Credential and database security in Lansweeper

This page explains the security measures built into Lansweeper to protect user data and credentials.

The security and confidentiality of credentials and scanned data are of critical importance in developing the Lansweeper software. Passwords of credentials submitted in Lansweeper are always encrypted prior to being added to your Lansweeper database. The Lansweeper database is also password protected when hosted under Microsoft SQL LocalDB or Microsoft SQL Server. Databases hosted in the deprecated SQL Compact database server can only be accessed locally on the server and don't have a password.

This article highlights some of the measures built into Lansweeper to protect your data and credentials and to eliminate security risks. Topics discussed are:

• Security of submitted scanning and other credentials
• Security of the database and its connection string
• Restrictions on running database scripts
• Security of the web console
• Permissions on installation folders

Security of submitted scanning and other credentials

Certain tasks performed by Lansweeper require you to submit credentials. To remotely scan and deploy on Windows computers for instance, username/password combinations with administrative rights on the computers must be provided. Remote scans of other types of assets also require credentials, with varying degrees of access rights documented in this knowledge base article. Lastly, credentials are also required to access servers used for help desk and alert mailing.

The passwords of submitted credentials are always encrypted prior to being added to your database, the same database that also stores scanned and other data. Once submitted, the passwords are no longer visible in plain text in the web console or database itself. Though the passwords are encrypted, the encryption does need to be reversible, as Lansweeper must eventually pass these credentials to assets and mail servers in order to access them. A key unique to each Lansweeper installation is used to encrypt and decrypt credentials stored in the database. This encryption key is an actual file on the Lansweeper server, making it impossible for anyone to decrypt your credentials unless the Lansweeper server itself is already compromised.

The screenshot below shows the encryption key generated for one specific Lansweeper installation. New Lansweeper installations automatically use a unique key file for credential encryption. Installations that are updated to version 6.0 (or higher) and that only have a single scanning server are also automatically switched to the new method of encryption.
Updated installations that have multiple scanning servers cannot automatically be switched to the new encryption method by the Lansweeper installer. In a multi scanning server setup, the new encryption method can manually be enabled in the Configuration > Server Options menu of the web console.

The encryption key can be found in Program Files (x86)\Lansweeper\Key\Encryption.txt.

Security of the database and its connection string

The Lansweeper software consists of 3 components: database, scanning service and web console. If the database is hosted in the deprecated Microsoft SQL Compact database server, it can only be accessed by processes running locally on the server and has no password. If the database is hosted in SQL LocalDB or SQL Server, it does have a password.
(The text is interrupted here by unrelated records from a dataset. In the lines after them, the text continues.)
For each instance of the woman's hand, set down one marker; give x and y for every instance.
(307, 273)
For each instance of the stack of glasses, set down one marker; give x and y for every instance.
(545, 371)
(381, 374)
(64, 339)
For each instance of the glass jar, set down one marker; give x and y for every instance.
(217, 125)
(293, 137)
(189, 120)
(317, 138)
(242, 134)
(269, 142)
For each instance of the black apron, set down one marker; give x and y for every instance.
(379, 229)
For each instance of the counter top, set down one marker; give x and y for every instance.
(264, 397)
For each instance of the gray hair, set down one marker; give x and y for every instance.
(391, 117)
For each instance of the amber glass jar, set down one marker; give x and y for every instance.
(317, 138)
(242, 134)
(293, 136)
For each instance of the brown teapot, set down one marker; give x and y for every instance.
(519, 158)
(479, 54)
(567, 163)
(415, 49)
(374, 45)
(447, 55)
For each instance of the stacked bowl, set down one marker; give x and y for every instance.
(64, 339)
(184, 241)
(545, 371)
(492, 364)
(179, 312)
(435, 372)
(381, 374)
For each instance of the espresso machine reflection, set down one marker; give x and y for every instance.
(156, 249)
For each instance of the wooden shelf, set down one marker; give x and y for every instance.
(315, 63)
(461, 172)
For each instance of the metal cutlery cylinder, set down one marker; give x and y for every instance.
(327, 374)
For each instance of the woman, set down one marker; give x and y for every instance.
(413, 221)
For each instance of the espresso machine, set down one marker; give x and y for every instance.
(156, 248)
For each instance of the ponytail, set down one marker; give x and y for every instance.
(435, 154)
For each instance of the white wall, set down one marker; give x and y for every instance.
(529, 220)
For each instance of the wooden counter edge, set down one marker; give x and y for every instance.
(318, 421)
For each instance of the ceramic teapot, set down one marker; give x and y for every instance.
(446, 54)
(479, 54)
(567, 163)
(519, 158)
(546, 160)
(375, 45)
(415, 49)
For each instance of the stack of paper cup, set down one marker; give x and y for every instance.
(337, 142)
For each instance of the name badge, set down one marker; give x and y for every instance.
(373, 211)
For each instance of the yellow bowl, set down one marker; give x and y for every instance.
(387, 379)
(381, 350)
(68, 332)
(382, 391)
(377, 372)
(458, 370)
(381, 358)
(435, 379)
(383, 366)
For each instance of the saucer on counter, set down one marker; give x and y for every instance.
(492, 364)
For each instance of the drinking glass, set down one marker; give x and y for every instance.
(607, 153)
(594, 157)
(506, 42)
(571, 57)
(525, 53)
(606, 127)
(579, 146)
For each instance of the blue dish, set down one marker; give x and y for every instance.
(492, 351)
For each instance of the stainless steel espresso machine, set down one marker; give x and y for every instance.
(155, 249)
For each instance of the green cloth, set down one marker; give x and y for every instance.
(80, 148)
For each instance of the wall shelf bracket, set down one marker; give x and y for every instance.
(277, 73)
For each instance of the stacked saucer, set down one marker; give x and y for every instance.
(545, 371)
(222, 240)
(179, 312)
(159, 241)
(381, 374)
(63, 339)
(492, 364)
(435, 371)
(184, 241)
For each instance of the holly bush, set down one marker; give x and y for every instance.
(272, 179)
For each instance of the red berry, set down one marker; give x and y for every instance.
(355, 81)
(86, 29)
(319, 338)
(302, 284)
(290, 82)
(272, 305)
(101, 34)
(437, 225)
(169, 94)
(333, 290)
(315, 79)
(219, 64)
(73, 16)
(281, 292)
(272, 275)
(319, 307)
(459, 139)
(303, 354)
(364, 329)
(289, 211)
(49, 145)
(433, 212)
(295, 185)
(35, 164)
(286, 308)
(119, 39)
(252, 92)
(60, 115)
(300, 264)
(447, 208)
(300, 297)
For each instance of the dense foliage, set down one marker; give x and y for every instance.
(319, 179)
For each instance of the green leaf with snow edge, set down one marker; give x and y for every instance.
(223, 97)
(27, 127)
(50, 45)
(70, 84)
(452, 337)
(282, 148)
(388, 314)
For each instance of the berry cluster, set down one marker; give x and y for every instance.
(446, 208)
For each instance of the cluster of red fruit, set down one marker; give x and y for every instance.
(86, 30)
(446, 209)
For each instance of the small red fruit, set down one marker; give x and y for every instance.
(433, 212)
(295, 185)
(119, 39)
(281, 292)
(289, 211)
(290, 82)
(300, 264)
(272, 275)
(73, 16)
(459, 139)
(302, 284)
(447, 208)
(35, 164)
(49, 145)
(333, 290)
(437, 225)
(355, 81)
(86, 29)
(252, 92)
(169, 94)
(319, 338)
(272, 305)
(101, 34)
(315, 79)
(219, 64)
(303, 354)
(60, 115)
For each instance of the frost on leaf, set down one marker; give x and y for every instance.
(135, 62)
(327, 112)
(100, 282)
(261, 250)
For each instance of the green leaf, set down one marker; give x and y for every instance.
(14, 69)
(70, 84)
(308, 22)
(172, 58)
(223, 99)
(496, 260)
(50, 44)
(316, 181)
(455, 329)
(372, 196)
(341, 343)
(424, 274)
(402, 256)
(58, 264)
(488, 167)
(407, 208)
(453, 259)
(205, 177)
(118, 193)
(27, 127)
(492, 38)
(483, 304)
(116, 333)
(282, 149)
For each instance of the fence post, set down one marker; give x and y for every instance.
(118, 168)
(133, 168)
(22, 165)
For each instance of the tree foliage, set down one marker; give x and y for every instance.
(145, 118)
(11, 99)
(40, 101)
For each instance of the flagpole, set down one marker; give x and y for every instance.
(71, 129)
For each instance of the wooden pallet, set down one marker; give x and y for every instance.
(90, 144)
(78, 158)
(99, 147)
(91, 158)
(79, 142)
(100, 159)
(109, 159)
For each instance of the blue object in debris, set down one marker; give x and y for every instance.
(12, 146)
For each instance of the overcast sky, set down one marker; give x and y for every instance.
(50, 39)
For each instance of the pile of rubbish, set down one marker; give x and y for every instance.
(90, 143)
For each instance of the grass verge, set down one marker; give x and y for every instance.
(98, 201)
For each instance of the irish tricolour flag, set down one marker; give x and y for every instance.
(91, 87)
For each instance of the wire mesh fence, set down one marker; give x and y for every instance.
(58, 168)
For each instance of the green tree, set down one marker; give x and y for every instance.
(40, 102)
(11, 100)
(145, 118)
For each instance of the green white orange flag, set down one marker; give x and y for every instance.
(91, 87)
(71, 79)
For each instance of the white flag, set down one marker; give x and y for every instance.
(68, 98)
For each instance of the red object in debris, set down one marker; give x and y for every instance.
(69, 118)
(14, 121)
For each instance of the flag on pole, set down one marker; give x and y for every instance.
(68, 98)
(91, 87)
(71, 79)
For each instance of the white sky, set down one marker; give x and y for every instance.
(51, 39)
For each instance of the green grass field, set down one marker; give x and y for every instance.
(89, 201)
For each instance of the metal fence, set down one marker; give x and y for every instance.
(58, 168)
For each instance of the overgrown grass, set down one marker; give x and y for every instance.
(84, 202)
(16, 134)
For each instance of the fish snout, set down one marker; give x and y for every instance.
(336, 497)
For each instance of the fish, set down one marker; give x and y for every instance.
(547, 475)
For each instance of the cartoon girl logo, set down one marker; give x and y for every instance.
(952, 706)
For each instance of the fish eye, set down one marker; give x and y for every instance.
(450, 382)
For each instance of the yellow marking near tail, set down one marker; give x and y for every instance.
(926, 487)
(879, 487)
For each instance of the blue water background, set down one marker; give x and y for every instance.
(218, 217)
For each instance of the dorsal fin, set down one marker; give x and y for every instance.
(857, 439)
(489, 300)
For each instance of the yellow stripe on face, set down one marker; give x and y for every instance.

SQL Server databases can also be accessed remotely from other servers in your network, if the necessary firewall and SQL Server configuration is performed and if the correct database password is provided. The database password is automatically randomized under SQL LocalDB and SQL Server to prevent unauthorized access.
You can also specify your own password by following the instructions in this knowledge base article.

The two configuration files below, found on the scanning server and web server respectively, tell the scanning service and web console which Lansweeper database to access.

The database connection strings in these files are obfuscated, making it impossible for someone with access to these files to see where your database is hosted or what its password is.
Connection string modifications must be made using the ConfigEditor tool documented in this knowledge base article.

Restrictions on running database scripts

For added security, executing database scripts from the web console has been made impossible. Scripts can now only be run from external tools like the DatabaseMaintenance.exe tool found at Program Files (x86)\Lansweeper\Tools\DatabaseMaintenance.exe on the Lansweeper server.

Tools like SQL Server Management Studio and SQL Compact Toolbox can also be used to run scripts, but connections to SQL LocalDB and SQL Server databases do of course require users to know and submit the database password.

Security of the web console

To ensure that whoever will be managing your Lansweeper installation can access the configuration, the web console is by default accessible to anyone in your network that knows the correct URL. Web console access can easily be restricted to certain users or groups by following the instructions in this knowledge base article.

Restricting access takes just a few minutes and allows you to specify not only who can log in, but also which specific tasks they can perform within the console. Applied web console permissions remain intact after subsequent Lansweeper updates.

The Built-in admin button gives full rights to the console but can be removed. Who can log in with the available login boxes and what they can access can be restricted.

Permissions on installation folders

When you install Lansweeper, most files used by the database, scanning service and web console are copied to Program Files (x86)\Lansweeper on your Lansweeper server. The default permissions on the subfolders located in the Lansweeper installation folder have been made more restrictive where possible, so only necessary users and processes have access.